Quand une commission d’enquête citoyenne rend justice à Rémi Fraisse
Palliant la défection grossière de L’État, une Commission d’enquête citoyenne Sivens (CECS), créée à l’initiative de la Ligue des droits de l’homme (LDH), a remis le 23 octobre son rapport sur la mort de Rémi Fraisse.
Tandis que la justice officielle confiait l’enquête officielle à la Gendarmerie, directement mis en cause dans la tragédie et qui ne cesse de multiplier les obstructions en attendant le rituel non-lieu ponctuant habituellement ce genre d’affaires, les membres de la CECS interrogeaient trente-quatre témoins, recoupaient nombre d’articles de presse et de vidéos, et parvenaient à rendre leurs conclusions un an après la mort du jeune homme.

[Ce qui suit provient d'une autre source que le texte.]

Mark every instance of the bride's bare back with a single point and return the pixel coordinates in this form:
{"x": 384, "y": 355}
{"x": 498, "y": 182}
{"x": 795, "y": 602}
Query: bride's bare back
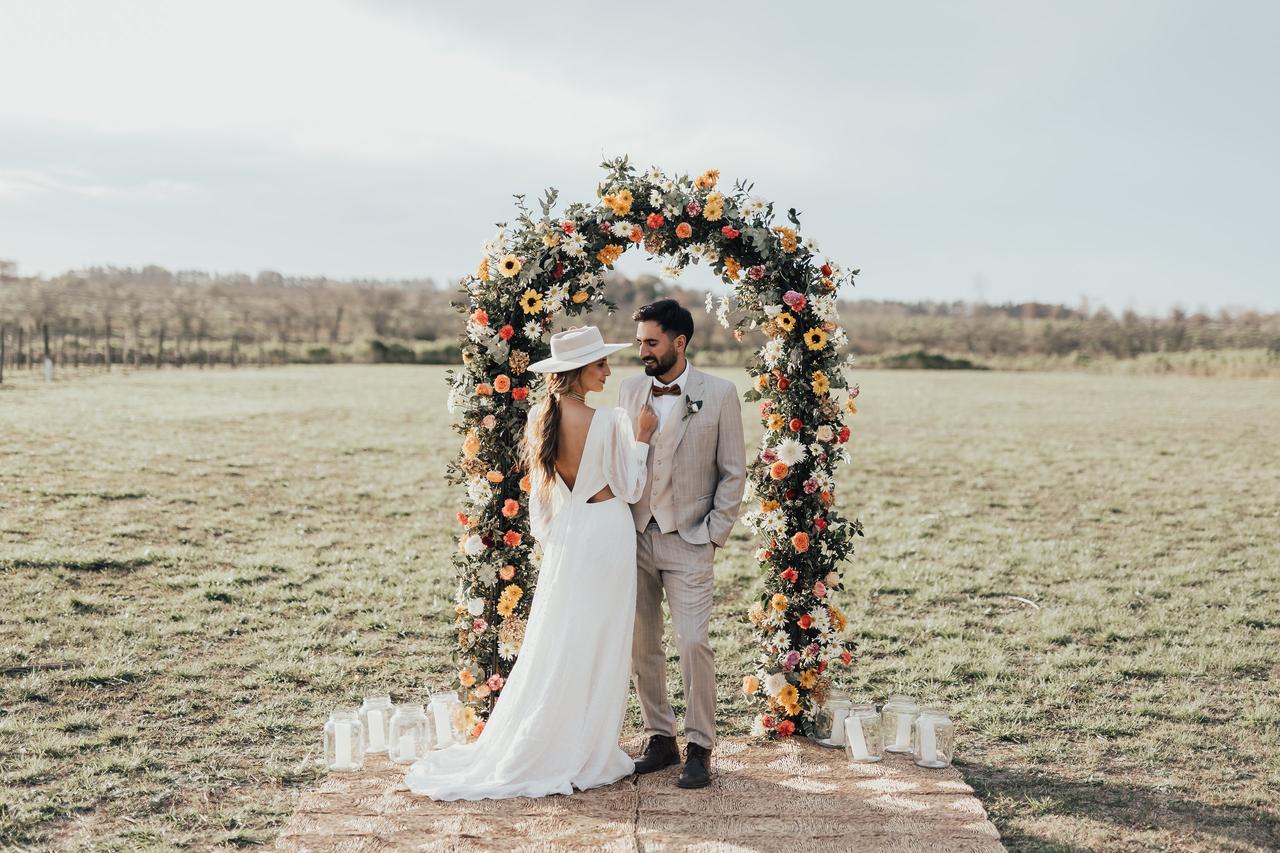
{"x": 575, "y": 423}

Des conclusions accablantes
Ces conclusions sont tout bonnement accablantes pour tous les services de l’Administration impliqués dans la tragédie de Sivens. Qu’on en juge :
-* Un projet de barrage lancé aux forceps et qui ne pouvait qu’aboutir à un choc frontal : « procédures bâclées, conflits d’intérêts, démission de l’État et des responsables politiques, recours judiciaires si longs qu’ils en deviennent sans efficacité ».

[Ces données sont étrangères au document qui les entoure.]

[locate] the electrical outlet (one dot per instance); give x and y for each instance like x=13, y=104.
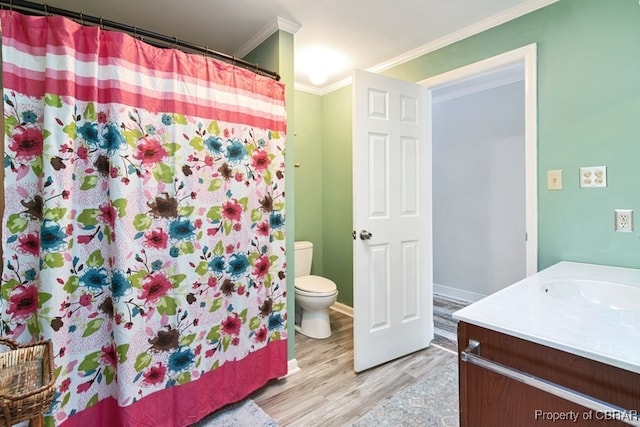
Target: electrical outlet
x=554, y=179
x=594, y=176
x=623, y=220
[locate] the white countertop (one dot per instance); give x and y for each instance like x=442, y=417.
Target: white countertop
x=524, y=310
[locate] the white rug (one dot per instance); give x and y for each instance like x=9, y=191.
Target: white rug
x=243, y=414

-* Une surévaluation grossière du nombre de casseurs et des dommages causés aux forces de l’ordre : « Force est de constater que, hors les déclarations des gendarmes et de responsables des autorités locales ou nationales, bien peu de choses attestent de la réalité des blessures infligées aux forces de l’ordre à Sivens. »
-* Une répression hors de propos : « Insultes, humiliations, destruction de biens personnels, complicité avec les milices locales (…) la survenance d’un drame et la mort d’un homme étaient dans la logique du dispositif mis en place. »

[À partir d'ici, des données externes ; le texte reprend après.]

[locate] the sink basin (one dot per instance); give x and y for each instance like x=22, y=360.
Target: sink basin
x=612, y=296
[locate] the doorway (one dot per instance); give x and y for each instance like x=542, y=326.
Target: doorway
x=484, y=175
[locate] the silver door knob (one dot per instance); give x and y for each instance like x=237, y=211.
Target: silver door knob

-* Les conditions du décès travesties par les autorités : « Très rapidement, les autorités s’efforcent de jeter le doute sur les conditions du décès, tant en imputant aux opposants l’essentiel de la violence qu’en diffusant de fausses informations. »
Lire le rapport du CECS{: class= »spip-document text-center »}
Des ruptures citoyennes indispensables
Inutile de préciser qu’on ne trouvera dans ce rapport nulle trace de participation des autorités tant nationale que locale à cette enquête citoyenne. Ni le président du Conseil régional du Tarn, ni le préfet, ni les autorités politiques ou policières n’ont daigné répondre aux sollicitations de la CECS. Inutile non plus d’attendre d’en découvrir les conclusions dans des médias exclusivement consacrés à la propagande mainstream.
Et c’est bien ce qui rend particulièrement indispensable, non seulement des initiatives comme celle de la LDH, mais encore plus leur multiplication, seule à même d’en renforcer l’impact via les médias indépendants et les réseaux sociaux.
À défaut d’être en capacité de s’emparer des rênes de l’État ou de pouvoir influer sur son fonctionnement, il est vain, en cette période chaotique de transition, de s’en remettre au choix électif de majorités désemparées, au jeu pipé d’une démocratie cadenassée, bafouée par des autorités sans foi ni loi, pour espérer une justice vraiment indépendante et impartiale.
Seules des minorités citoyennes agissantes sont désormais en mesure de susciter et de multiplier des initiatives de rupture résolue pour poser les fondations d’un monde d’après un tant soit peu convivial .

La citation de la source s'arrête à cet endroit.